Heart Talk on Holiness – PT.3

Heart Talk on Holiness – PT.3

Editor’s Note: These articles, on holiness, although not perfect do merit for all who want to understand the fundamentals of practical holiness in everyday life.

Holiness. What It Is Not and what It Is

First of all. Holiness is not necessarily a state in which there is perpetual rapturous joy. Isaiah liii. 3 tells us that Jesus was ‘a man of sorrows, and acquainted with grief,’ and Paul tells us of himself that he had continual sorrow and great heaviness because of the rejection of Jesus by his kinsmen after the flesh. Joy is the normal state of a holy man, but it may be mingled with sorrow and grief and perplexities and heaviness on account of manifold temptations. The low water mark, however, in the experience of a holy person is one of perfect peace — the high water mark is up in the third heaven somewhere; however, this third heaven experience is not likely to be constantly maintained. Jesus and the disciples had to come down off the Mount of Transfiguration and go to casting out devils, and Paul returned from the third heaven to be buffeted of Satan, and stoned and whipped, and imprisoned of men.

  1. Holiness is not a state of freedom from temptation. This is a world of trial, and conflict with principalities and powers, darkness’s and terrible evils, and the holy soul who is in the forefront of the conflict may expect the fiercest assaults of the devil, and the heaviest and most perplexing and prolonged temptations. Our Blessed Lord was tried and tempted for forty days and forty nights of the devil, and the servant must not be surprised if he is as his Master.

Paul tells us that Jesus was tempted in all points as we are, and that He is able to succor us when we are tempted. It is no sin to be tempted; in fact, the Apostle James tells us to rejoice when we are subjected to all manner of temptations for the resulting trial of our faith will produce in us strength and force of holy character, so that we shall be lacking in nothing (Jas. i. 2-4).

III. Holiness is not a state of freedom from infirmities. It does not produce a perfect head, but rather a perfect heart! The saints have always been compassed about with infirmities that have proved a source of great trial, but when patiently endured for His dear sake have also proved a source of great blessing. Paul had a thorn in the flesh, an infirmity, a messenger of Satan to buffet him. Possibly it was weak eyes, for he was once stoned and dragged out of the city and left for dead, and in writing to the Galatians, he tells them they would have plucked out their eyes and given them to him had it been possible. Or it may have been a stammering tongue, for he tells us he was accounted rude of speech. Anyway, it was an infirmity which he longed to be rid of; doubtless feeling that it interfered with his usefulness, and three times he prayed to the Lord for deliverance, but instead of getting the prayed-for deliverance, the Lord said to him, ‘My grace is sufficient for thee: for My strength is made perfect in weakness’ (2 Cor. xii. 9).
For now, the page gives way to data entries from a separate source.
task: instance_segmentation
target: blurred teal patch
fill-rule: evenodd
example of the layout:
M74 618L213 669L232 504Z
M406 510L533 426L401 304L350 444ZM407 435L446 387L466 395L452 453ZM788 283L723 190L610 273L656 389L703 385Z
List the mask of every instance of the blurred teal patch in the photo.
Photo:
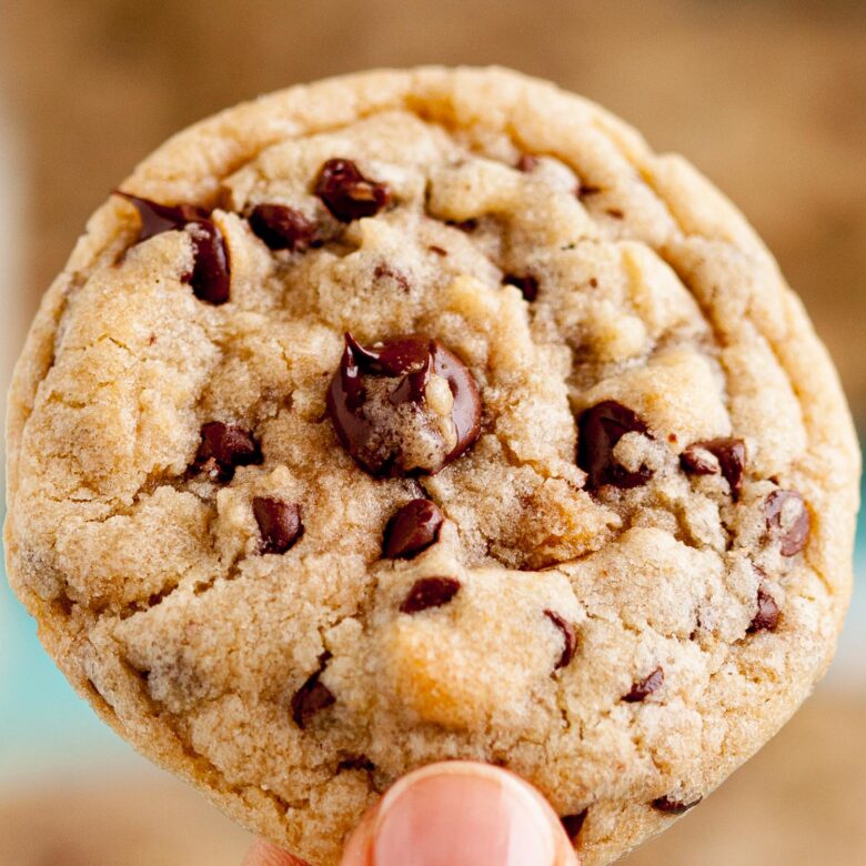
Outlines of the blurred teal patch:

Then Paul cried out, ‘Most gladly therefore will I rather glory in my infirmities, that the power of Christ may rest upon me. Therefore I take pleasure in infirmities, in reproaches, in necessities, in persecutions, in distresses for Christ’s sake: for when I am weak, then am I strong’ (2 Cor. xii. 9-10)

In the Epistle to the Hebrew iv, 15 we are told that Jesus was ‘touched of our infirmities.’ We may be faulty in memory, in judgment, in understanding; we may have manifold infirmities of body and mind; but God looks upon the purity of the heart, the singleness of the eye, and the loyalty of our affection, and if He does not find us faulty there, He counts us perfect men. It is not in the mere natural perfection that the power and glory of God are manifested, but rather in goodness and purity and patience and love and meekness and long-suffering shining forth through infirmities of flesh and imperfections of mind.

  1. Holiness is not a state of freedom from affliction. The saints of all ages have been chosen ‘in the furnace of affliction’ (Isa. xlviii. 10). Job and Jeremiah and Daniel and Paul and the mighty army of martyrs have, and shall always, come up through great tribulations. It is not God’s purpose to take us to heaven on flowery beds of ease, clothe us in purple and fine linen, and keep a sugar plum in our mouths all the time. That would not develop strength of character, nor cultivate simplicity and purity of heart: nor in that case could we really know Jesus, and the fellowship of His sufferings. It is in the furnace of fire, the lion’s den, and the dungeon cell that He most freely reveals Himself to His people.